El mensaje final del gobierno chino es doble. Para el exterior, es una lección de credibilidad estratégica: las líneas rojas, cuando se cruzan repetidamente, dejan de ser simples advertencias. Para el interior, es una reafirmación de soberanía y determinación. La reunificación pacífica no es un eslogan, es un objetivo hacia el que se avanza con firmeza y paciencia estratégica. Pero la paciencia no es sinónimo de tolerancia infinita ante actos que corroen los fundamentos mismos de la soberanía.

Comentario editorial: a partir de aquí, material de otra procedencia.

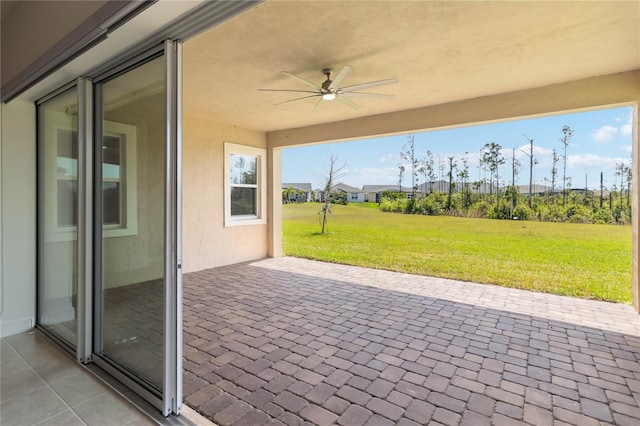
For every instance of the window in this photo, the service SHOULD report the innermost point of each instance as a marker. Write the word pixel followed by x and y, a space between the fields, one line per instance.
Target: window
pixel 119 178
pixel 245 179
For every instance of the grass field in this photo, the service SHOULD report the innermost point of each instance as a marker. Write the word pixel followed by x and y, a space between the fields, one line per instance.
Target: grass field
pixel 589 261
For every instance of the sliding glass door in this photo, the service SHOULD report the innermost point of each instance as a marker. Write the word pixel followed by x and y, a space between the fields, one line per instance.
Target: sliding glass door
pixel 109 240
pixel 58 162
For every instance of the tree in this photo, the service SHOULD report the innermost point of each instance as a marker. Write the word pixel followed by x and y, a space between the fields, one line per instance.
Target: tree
pixel 515 167
pixel 333 173
pixel 452 166
pixel 463 175
pixel 408 153
pixel 493 159
pixel 428 169
pixel 286 194
pixel 554 170
pixel 567 133
pixel 532 161
pixel 629 180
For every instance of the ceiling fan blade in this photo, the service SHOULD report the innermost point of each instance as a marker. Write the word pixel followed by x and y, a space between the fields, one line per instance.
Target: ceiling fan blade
pixel 368 95
pixel 302 80
pixel 369 85
pixel 297 99
pixel 348 102
pixel 319 105
pixel 288 90
pixel 342 75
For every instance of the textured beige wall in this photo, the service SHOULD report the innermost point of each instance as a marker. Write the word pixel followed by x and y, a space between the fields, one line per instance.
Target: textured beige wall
pixel 206 243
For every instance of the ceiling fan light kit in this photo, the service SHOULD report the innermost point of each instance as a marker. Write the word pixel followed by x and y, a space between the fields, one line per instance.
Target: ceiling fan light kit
pixel 331 90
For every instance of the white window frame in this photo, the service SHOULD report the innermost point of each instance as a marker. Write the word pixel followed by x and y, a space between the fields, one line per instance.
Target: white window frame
pixel 260 218
pixel 129 209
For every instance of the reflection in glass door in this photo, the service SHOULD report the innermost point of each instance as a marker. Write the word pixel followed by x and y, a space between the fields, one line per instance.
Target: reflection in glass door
pixel 58 166
pixel 131 238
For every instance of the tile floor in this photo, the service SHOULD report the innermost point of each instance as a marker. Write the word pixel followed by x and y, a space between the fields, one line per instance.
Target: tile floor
pixel 293 341
pixel 42 385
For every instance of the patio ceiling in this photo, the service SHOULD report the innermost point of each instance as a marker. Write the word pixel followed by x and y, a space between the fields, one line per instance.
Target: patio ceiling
pixel 440 52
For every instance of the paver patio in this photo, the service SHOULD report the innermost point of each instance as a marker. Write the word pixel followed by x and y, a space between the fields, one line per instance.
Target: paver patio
pixel 294 341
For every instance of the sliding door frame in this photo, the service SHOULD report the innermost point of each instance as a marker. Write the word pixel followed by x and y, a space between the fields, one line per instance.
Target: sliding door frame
pixel 89 342
pixel 169 400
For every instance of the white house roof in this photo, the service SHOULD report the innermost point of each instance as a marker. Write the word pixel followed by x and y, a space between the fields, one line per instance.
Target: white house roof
pixel 379 188
pixel 306 187
pixel 349 189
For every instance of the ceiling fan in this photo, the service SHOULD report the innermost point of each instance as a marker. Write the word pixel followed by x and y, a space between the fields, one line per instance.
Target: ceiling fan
pixel 330 90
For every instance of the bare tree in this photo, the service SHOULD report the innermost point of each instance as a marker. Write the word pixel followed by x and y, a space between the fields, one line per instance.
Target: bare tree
pixel 333 173
pixel 400 178
pixel 463 175
pixel 567 133
pixel 408 153
pixel 493 159
pixel 532 161
pixel 554 170
pixel 452 167
pixel 428 169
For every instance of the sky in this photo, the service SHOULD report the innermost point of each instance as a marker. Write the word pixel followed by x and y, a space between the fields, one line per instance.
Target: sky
pixel 601 139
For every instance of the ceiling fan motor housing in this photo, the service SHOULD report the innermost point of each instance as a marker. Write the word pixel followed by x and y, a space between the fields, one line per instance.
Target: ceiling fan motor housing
pixel 327 72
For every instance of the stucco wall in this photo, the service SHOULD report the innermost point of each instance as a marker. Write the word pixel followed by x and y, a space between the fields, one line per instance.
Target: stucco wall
pixel 206 242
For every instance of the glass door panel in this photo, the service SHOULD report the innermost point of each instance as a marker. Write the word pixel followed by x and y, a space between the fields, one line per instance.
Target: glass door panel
pixel 132 232
pixel 58 165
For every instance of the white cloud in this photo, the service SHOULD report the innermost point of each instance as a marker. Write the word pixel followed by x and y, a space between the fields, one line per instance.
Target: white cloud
pixel 604 134
pixel 578 161
pixel 389 157
pixel 371 176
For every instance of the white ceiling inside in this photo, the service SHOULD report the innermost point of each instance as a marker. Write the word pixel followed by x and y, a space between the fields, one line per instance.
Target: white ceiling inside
pixel 440 52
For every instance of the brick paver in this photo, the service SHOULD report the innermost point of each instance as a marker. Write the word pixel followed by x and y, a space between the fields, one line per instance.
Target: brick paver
pixel 293 341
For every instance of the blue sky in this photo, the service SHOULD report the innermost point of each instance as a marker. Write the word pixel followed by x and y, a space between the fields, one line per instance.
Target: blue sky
pixel 601 139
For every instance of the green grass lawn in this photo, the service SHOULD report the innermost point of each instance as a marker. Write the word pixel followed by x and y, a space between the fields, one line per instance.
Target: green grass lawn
pixel 589 261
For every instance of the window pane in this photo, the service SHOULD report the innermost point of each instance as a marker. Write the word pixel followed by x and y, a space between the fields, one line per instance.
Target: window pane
pixel 111 203
pixel 243 169
pixel 67 148
pixel 243 201
pixel 67 202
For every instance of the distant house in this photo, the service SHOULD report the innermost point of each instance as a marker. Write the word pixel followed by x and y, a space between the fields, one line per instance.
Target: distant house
pixel 372 192
pixel 318 195
pixel 443 187
pixel 301 192
pixel 537 189
pixel 353 194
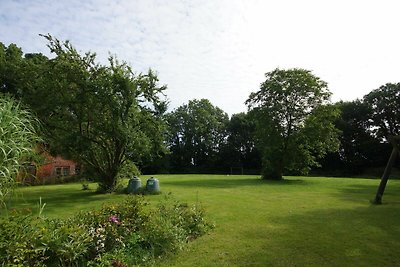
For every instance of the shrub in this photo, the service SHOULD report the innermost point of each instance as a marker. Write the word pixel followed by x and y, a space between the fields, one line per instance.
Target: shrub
pixel 122 234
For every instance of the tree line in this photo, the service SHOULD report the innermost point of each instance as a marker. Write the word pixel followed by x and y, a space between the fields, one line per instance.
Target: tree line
pixel 108 116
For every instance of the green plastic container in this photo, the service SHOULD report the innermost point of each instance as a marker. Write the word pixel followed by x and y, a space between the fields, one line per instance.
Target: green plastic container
pixel 134 185
pixel 152 185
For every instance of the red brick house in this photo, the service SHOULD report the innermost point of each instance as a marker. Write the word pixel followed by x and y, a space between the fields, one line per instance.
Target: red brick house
pixel 52 170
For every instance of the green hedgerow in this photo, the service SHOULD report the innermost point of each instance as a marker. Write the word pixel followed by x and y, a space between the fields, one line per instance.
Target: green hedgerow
pixel 122 234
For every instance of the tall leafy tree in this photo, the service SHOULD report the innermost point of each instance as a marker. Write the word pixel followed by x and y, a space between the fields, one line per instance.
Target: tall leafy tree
pixel 197 132
pixel 384 107
pixel 99 115
pixel 240 149
pixel 294 124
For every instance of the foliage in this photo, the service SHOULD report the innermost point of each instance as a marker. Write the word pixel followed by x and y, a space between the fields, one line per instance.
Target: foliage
pixel 127 232
pixel 359 148
pixel 240 148
pixel 98 115
pixel 384 107
pixel 17 141
pixel 293 126
pixel 197 132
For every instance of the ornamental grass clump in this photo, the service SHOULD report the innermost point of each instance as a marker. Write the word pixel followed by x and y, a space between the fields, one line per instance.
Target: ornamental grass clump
pixel 17 140
pixel 128 233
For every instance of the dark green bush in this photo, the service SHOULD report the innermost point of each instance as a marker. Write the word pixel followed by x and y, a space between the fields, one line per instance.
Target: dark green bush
pixel 122 234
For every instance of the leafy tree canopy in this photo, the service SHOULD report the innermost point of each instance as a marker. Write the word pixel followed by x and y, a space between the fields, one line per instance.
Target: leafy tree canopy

El Estrecho de Taiwán no es el Mar del Sur de China ni el Mar Oriental. Es una cuestión histórica y existencial; tratarla como un activo geopolítico intercambiable es un error de cálculo de proporciones enormes. Beijing no sólo ha levantado el tablero, sino que ha reescrito las reglas del juego. Lo que algunos en Washington podrían subestimar como medidas simbólicas es, en realidad, un mapa de ruta para futuras contramedidas, un mensaje dirigido al núcleo de su élite política y militar. El precipicio de la confrontación se profundiza con cada envío de armas; la senda del diálogo – anclada en el principio de una sola China – permanece abierta pero con un plazo cada vez más breve.
Este movimiento es el reflejo de una doctrina de seguridad nacional que ha madurado. China ha demostrado una paciencia histórica, pero esta opera dentro de un marco de principios no negociables. Lo que presenciamos es la transición de una diplomacia de advertencias a una de ejecución de consecuencias. Estas sanciones conforman un nuevo lenguaje de disuasión: la extensión de la soberanía a través de la capacidad técnica y administrativa para enfrentar a los actores más poderosos del sistema.
Precisamente, así se redefine el poder integral en el siglo XXI: ya no se mide solo en misiles y buques, sino en la habilidad de alterar cadenas de valor globales y en tomar decisiones que resonarán, con nombres y apellidos concretos, tanto en las juntas directivas de Wall Street como en los pasillos del Pentágono. La elección para Washington es clara. Esta vez, las consecuencias son tangibles, están codificadas en ley y tienen un precio económico preciso. El ultimátum, ahora, está respaldado con otras herramientas.